RE: Voynich anagramming - Koen G - 29-06-2020

Thanks, Torsten. There are a lot of very rare occurrences in there, so I wonder whether many of these cases aren't the result of some form of noise rather than structural anagramming possibilities.


RE: Voynich anagramming - ReneZ - 29-06-2020

This is all quite interesting!

With respect to Eva, let me put the question / comment in perspective.
Obviously, cht and tch are anagrams of each other.
Now should cTh not also be seen as an anagram of both?
A question that can't be answered but I tend to think that it makes sense.
So, in that respect, Eva is superior to all other alphabets  Wink (except of course Frogguy)
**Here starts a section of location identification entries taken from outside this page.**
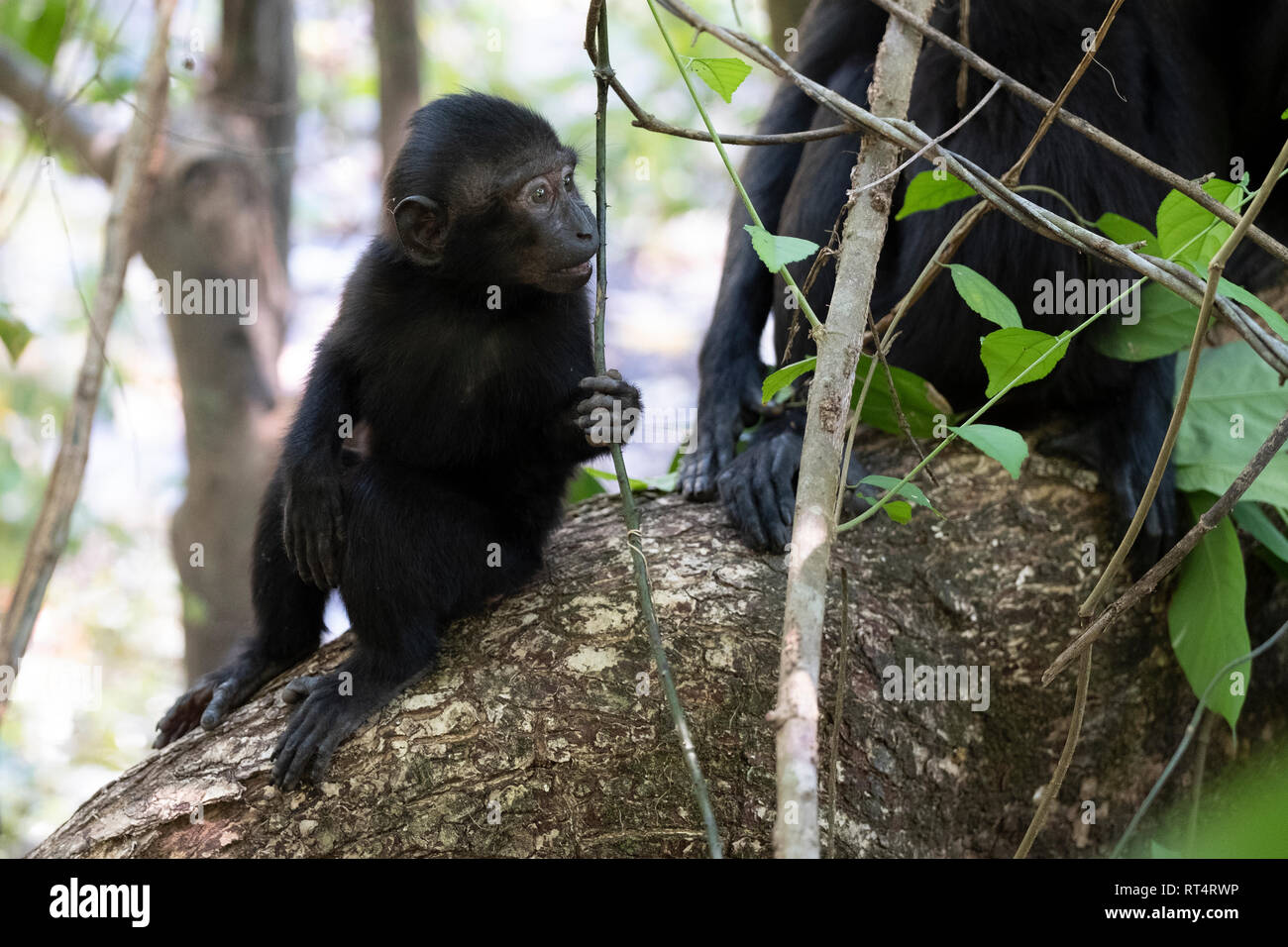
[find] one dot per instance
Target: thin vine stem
(630, 512)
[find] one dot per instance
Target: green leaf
(668, 482)
(777, 252)
(1001, 444)
(47, 31)
(583, 486)
(1124, 231)
(1249, 299)
(1261, 528)
(1235, 403)
(1166, 326)
(785, 376)
(722, 75)
(1181, 221)
(921, 403)
(1205, 618)
(910, 491)
(984, 296)
(1008, 352)
(898, 510)
(13, 333)
(927, 193)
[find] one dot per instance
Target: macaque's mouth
(581, 269)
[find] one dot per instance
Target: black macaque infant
(463, 357)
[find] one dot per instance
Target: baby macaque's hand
(612, 411)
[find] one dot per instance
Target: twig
(784, 273)
(906, 134)
(1061, 767)
(1215, 268)
(842, 682)
(1199, 766)
(957, 234)
(1109, 144)
(1189, 733)
(596, 22)
(795, 714)
(1149, 581)
(50, 535)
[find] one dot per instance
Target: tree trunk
(398, 50)
(224, 213)
(544, 731)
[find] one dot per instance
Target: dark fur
(472, 421)
(1194, 101)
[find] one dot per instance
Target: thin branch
(1112, 145)
(1070, 742)
(1176, 554)
(596, 44)
(907, 134)
(842, 684)
(129, 179)
(957, 234)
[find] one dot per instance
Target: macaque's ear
(421, 227)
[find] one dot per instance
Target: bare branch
(50, 536)
(26, 82)
(1112, 145)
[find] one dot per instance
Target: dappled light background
(114, 602)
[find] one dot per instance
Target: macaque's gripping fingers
(754, 401)
(612, 385)
(295, 745)
(786, 462)
(587, 408)
(698, 471)
(183, 715)
(768, 489)
(326, 749)
(231, 693)
(287, 532)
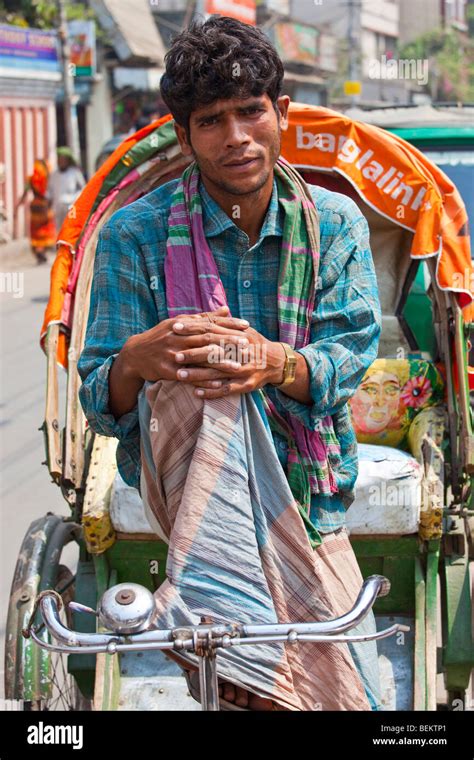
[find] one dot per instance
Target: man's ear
(185, 146)
(283, 103)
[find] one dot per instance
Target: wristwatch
(289, 369)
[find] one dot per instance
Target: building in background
(30, 79)
(367, 32)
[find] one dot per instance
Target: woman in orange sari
(42, 226)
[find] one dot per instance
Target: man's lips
(242, 162)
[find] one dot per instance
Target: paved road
(26, 490)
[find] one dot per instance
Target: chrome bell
(127, 608)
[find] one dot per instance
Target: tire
(36, 677)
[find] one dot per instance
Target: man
(66, 184)
(222, 85)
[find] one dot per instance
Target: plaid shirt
(128, 297)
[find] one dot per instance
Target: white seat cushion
(127, 510)
(387, 497)
(387, 492)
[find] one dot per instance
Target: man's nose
(235, 133)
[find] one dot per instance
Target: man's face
(236, 142)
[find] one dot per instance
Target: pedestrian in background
(66, 183)
(42, 226)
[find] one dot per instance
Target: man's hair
(220, 58)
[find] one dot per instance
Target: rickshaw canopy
(391, 176)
On the real question, anagrams are determined based on word boundaries, which are notoriously uncertain.
The results shown seem to be based on one of the Takeshi transliterations.
I wonder how different they would be for the other ones, with or without uncertain spaces.
Undoubtedly, they will still be high, but there could be considerable variation.

I have all the files available, but not the tool to check for anagrams...
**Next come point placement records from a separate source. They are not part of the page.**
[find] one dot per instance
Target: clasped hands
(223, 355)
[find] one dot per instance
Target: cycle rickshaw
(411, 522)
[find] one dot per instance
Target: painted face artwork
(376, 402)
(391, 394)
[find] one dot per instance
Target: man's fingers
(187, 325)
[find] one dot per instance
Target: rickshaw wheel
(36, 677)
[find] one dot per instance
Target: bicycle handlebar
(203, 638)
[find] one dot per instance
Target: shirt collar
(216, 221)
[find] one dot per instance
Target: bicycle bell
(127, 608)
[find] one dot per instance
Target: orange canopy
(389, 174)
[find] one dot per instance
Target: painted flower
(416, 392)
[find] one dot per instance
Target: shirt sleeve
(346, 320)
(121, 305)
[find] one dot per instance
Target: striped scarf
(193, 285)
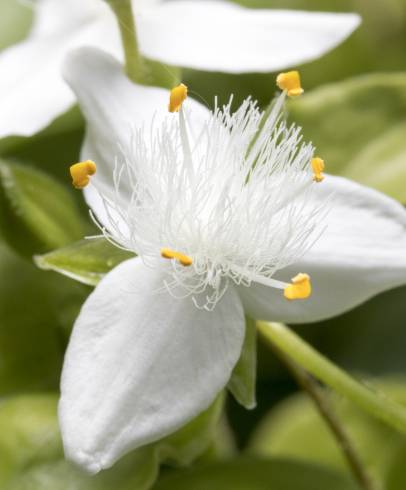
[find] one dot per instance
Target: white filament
(236, 197)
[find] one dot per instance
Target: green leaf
(31, 454)
(185, 445)
(357, 127)
(256, 474)
(86, 261)
(36, 212)
(34, 308)
(243, 379)
(382, 163)
(15, 20)
(396, 476)
(294, 429)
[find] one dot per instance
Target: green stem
(135, 65)
(372, 401)
(322, 404)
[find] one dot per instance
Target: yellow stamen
(318, 166)
(185, 260)
(290, 81)
(80, 173)
(300, 288)
(177, 97)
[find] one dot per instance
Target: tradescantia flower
(207, 35)
(223, 209)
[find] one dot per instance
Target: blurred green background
(354, 111)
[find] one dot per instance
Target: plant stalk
(372, 401)
(135, 65)
(326, 411)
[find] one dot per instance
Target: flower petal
(113, 107)
(362, 253)
(141, 363)
(32, 91)
(221, 36)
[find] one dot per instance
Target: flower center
(227, 199)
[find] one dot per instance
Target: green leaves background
(354, 112)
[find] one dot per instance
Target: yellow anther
(290, 81)
(183, 259)
(318, 167)
(80, 173)
(177, 97)
(300, 288)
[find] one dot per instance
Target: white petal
(113, 106)
(32, 91)
(140, 364)
(362, 253)
(221, 36)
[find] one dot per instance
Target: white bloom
(208, 35)
(157, 340)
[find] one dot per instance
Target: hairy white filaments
(229, 201)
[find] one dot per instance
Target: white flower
(208, 35)
(220, 226)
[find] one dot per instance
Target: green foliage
(36, 212)
(15, 20)
(358, 128)
(256, 474)
(294, 429)
(35, 308)
(243, 379)
(86, 261)
(31, 453)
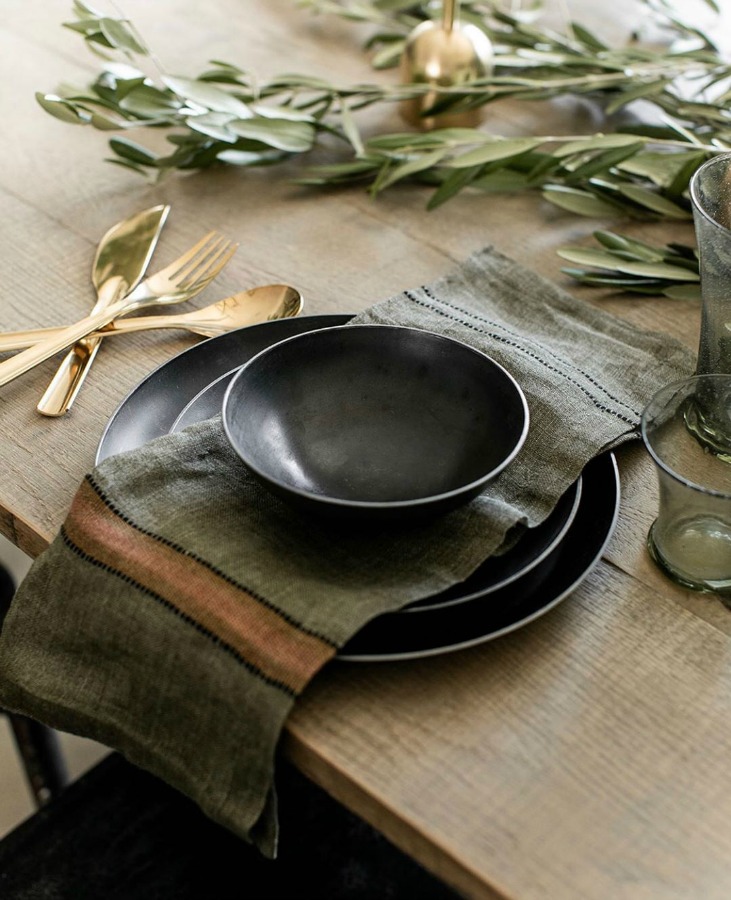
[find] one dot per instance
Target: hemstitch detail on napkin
(271, 645)
(515, 343)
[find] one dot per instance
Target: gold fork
(179, 281)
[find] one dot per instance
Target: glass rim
(698, 206)
(676, 385)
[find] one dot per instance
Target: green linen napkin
(182, 609)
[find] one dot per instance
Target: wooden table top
(584, 756)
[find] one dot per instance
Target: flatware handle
(66, 383)
(21, 340)
(25, 360)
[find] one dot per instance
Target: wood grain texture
(585, 756)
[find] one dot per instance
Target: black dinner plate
(532, 548)
(392, 637)
(559, 554)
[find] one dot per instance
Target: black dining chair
(37, 745)
(119, 833)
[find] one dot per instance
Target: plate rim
(515, 625)
(339, 318)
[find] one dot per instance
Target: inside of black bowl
(374, 415)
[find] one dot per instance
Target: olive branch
(225, 115)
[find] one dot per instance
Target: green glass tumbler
(710, 192)
(690, 540)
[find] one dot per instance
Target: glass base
(706, 554)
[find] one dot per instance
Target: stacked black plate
(505, 593)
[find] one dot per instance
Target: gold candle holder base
(444, 55)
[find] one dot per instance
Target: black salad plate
(544, 567)
(395, 636)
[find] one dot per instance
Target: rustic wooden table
(584, 756)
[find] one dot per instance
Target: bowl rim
(395, 505)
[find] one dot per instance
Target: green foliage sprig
(224, 115)
(628, 264)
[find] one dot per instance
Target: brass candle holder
(446, 54)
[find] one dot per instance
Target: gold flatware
(179, 281)
(121, 260)
(444, 55)
(250, 307)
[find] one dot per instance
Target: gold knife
(120, 262)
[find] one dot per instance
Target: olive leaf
(227, 115)
(628, 264)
RE: Voynich anagramming - bi3mw - 29-06-2020

(29-06-2020, 12:49 PM)ReneZ Wrote: You are not allowed to view links. Register or Login to view.I have all the files available, but not the tool to check for anagrams...

You can create a dictionary ( dictionary.txt ) and then use this AWK code ( a-z ).

Code:
#!/bin/bash
for x in {a..z}
do
    gawk -f anagram.awk dictionary.txt | grep ^${x} > ${x}.txt
    cat ${x}.txt >> all.txt
done
awk '{ print NF, $0 }' all.txt > all2.txt
sort all2.txt > all3.txt



RE: Voynich anagramming - Anton - 29-06-2020

Adding to what Rene said, some suggested anagrams would be just transcription errors (I found a couple from the Torsten's yesterday post). But it's obvious that there are many.

My initial thought was that anagramming is the product of scribe (for the given set of glyphs produced by an "algorithm" each scribe then sorts it in his own way). But with 15 anagrams out of the single set this is out of question.

What I could suggest as further steps in this direction:

a) observe frequency distribution of anagrams, i.e. for the given set of glyphs, is there a "dominating" anagram, and is this systematic across all sets

b) look what the vocabulary becomes if we reduce it by anagrams. That is, replace all anagrammed variants with the single word type (say, the sorted set).